In the absence of at least one limited partner and one general partner, the S.a.s. has six months to find replacements, otherwise it is dissolved automatically.

If the S.a.s. goes bankrupt, creditors can act directly against the personal assets of the general partners, while limited partners can lose only the share they have invested. During winding-up, creditors are entitled to claim against the liquidation share received by the limited partners too.

If a general partner dies, their share is paid out to the heirs, unless the statute or the founding deed states otherwise. The heirs taking over as new general partners depends on the consent of the other partners. If no new general partner is found, the company is dissolved.
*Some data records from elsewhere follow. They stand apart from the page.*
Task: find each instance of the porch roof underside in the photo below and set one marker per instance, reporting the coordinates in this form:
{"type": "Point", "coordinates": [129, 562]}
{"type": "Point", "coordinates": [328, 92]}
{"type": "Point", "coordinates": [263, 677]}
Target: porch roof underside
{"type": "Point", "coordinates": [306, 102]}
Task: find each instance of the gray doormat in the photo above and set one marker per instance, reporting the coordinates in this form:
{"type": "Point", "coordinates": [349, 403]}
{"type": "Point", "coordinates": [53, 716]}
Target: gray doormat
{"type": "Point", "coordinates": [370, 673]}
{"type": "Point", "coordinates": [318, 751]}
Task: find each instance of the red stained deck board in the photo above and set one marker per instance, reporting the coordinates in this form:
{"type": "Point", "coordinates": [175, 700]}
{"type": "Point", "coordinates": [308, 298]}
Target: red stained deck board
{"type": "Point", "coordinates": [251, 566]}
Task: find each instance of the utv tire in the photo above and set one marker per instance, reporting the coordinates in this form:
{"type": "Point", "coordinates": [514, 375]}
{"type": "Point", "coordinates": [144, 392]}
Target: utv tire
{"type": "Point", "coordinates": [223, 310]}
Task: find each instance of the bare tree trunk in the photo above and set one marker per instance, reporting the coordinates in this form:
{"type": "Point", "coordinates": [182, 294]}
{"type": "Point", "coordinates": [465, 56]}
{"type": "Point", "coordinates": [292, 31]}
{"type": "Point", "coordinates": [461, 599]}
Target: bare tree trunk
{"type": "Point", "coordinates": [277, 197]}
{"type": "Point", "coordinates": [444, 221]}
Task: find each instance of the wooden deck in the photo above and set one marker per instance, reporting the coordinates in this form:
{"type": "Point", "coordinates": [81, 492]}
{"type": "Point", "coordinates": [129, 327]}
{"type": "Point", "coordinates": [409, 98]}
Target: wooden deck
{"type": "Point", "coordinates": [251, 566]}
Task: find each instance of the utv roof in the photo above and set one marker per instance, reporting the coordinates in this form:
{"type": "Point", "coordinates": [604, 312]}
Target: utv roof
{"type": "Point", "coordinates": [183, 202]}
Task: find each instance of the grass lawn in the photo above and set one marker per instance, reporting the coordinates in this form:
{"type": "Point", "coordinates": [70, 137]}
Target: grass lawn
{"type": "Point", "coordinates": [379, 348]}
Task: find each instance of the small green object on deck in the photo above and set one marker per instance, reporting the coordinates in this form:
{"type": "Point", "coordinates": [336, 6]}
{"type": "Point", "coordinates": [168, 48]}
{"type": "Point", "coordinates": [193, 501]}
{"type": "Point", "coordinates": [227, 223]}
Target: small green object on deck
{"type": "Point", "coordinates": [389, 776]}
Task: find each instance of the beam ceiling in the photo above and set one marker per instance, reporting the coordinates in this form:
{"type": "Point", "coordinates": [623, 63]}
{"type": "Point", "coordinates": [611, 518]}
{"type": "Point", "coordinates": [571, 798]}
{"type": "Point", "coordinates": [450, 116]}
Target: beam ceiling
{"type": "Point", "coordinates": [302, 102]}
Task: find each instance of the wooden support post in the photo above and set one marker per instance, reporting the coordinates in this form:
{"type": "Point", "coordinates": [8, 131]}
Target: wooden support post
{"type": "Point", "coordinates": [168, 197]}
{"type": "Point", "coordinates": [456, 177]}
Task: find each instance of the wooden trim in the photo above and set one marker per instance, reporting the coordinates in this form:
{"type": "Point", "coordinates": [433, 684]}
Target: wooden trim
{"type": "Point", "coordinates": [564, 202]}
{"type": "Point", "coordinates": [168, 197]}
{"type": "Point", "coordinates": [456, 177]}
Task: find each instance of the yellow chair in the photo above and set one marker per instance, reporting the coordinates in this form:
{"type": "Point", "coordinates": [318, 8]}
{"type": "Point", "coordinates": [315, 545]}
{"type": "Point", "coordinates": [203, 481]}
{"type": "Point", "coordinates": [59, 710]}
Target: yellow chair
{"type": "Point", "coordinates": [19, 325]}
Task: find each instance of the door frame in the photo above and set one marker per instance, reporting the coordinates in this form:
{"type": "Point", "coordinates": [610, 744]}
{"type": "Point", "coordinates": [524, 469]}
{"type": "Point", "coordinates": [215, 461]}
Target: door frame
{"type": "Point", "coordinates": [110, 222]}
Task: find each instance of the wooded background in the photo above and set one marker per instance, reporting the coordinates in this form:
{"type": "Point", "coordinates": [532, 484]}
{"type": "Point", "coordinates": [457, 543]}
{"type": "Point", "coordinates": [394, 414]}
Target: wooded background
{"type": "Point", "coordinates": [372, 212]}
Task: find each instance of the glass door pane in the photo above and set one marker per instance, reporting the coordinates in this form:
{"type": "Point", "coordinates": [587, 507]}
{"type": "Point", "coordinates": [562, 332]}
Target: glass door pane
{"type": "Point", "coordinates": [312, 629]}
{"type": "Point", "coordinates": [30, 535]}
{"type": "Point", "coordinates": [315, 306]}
A limited partner’s shareholding can be transferred on death or assigned, with the consent of the partners who hold the majority of the capital. The same applies to replacement on the death of a general partner: the share does not pass on automatically, but is paid out to the heirs, unless the statute provides otherwise.

Non-bankruptable S.a.s.

Some limited partnerships can be declared non-bankruptable. This happens when an S.a.s. is not considered commercially significant, that is, if over the last three financial years it has not exceeded at least one of these thresholds:

€200,000 in gross annual revenue;
€300,000 in annual balance-sheet assets;
€500,000 in total debts.

In this case the company cannot be declared bankrupt by the court, so it will not be subject to insolvency proceedings. The assets of the general partners, however, can still be pursued by creditors up to the amount of the company debt.

FAQ

  • Can a limited partner be an employee?

    The compatibility between the role of limited partner and an employment relationship in the same company is complex. The rules and common practice tend to rule it out, because the partner, although not an administrator, shares in the business risk and the profits. It is better to avoid overlapping roles so as not to risk the employment relationship being disregarded for contribution or tax purposes.

  • A general partner is unlimitedly and jointly liable for the company’s obligations, and in the event of bankruptcy may answer with their own personal assets too. A limited partner, on the other hand, is a capital partner, and is liable for the company’s obligations only in proportion to the capital they brought into the company.

  • General partners pay the company’s debts with their own personal assets too, while a limited partner is liable for the debts only in proportion to the capital paid in. Be careful, though: if a limited partner breaches the prohibition on interference (divieto di immistione) or lets their name be included in the company name, they will be unlimitedly liable like a general partner.